Unfortunately, many Americans take their love of big butts to an extreme. According to the Center for Disease Control 136.5 million Americans ages 20 and older are overweight or obese.

I find it a bit silly to blame McDonalds for tempting me into bad eating habits. I wouldn’t bring a lawsuit against the Kellogg Company and Nickelodeon for cartoon characters making kids snort sugar for breakfast.

It’s all about reasonable food choices, which isn’t easy when you’re a college kid rushing from one class to another. But there are ways to eat on campus and at home without gaining the “Freshman 15.”

Start with what is usually open in the cafeteria: the Panorama Grill. Usually it’s hard to find something in there that isn’t factory processed, breaded or deep fried, But recently the grill has stocked a selection of large salads, and sandwiches with fruit side dishes for about $4.95 and a breakfast combo of fruit, yogurt and granola for $2.50; the grill even started carrying a vegetarian selection. It costs a little more, but grabbing a cup of soup from the grill is far better for your body and mind than getting a package of doughnuts from the vending machine.

What we get on the go, usually processed foods like packaged cookies, pastries and chips, contain trans fat which is broken down slowly and results in weight gain. Trans fat has been linked to cancer, liver toxicity and other problems, according to Better Nutrition magazine.

Fresh is definitely better. When the Renegade Food Court is open, usually around noon, it has an even better selection of fresh sandwiches.
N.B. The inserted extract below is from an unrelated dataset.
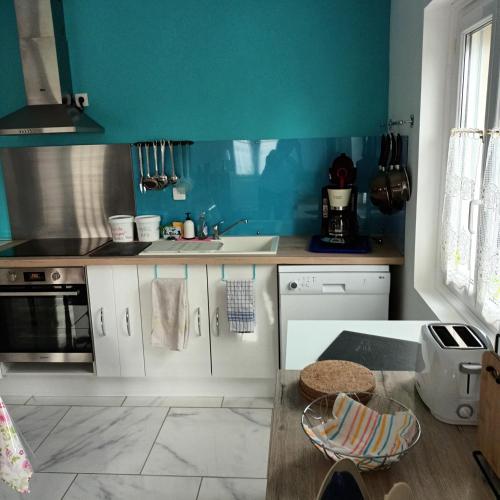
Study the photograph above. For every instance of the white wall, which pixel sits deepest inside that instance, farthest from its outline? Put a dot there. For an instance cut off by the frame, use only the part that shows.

I’m no culinary master. To be honest, I’ve started two kitchen fires in attempts to cook. However, there are cookbooks tailored to younger people that take little time or effort to prepare. “The College Cookbook,” by Geri Harrington, covers the basics of what should be in your kitchen and cooking terms. The recipes are basic but quite good. In terms of food for your brain, it’s best to try foods with omega-3 fatty acids, which are anti-inflammatories that support the circulatory and nervous systems, as well as your skin, eyes, cell membranes and sperm. These fatty acids are found in cold-water fish like salmon and tuna, as well as flaxseeds and walnuts.

A fun thing to try is cooking with friends. Grab a bottle of wine, a few ingredients and pop in a DVD, or turn on some music while you try new dishes. You can hang with friends, maybe lose a few pounds and get a better GPA. Studying helps too, but a better diet can’t hurt.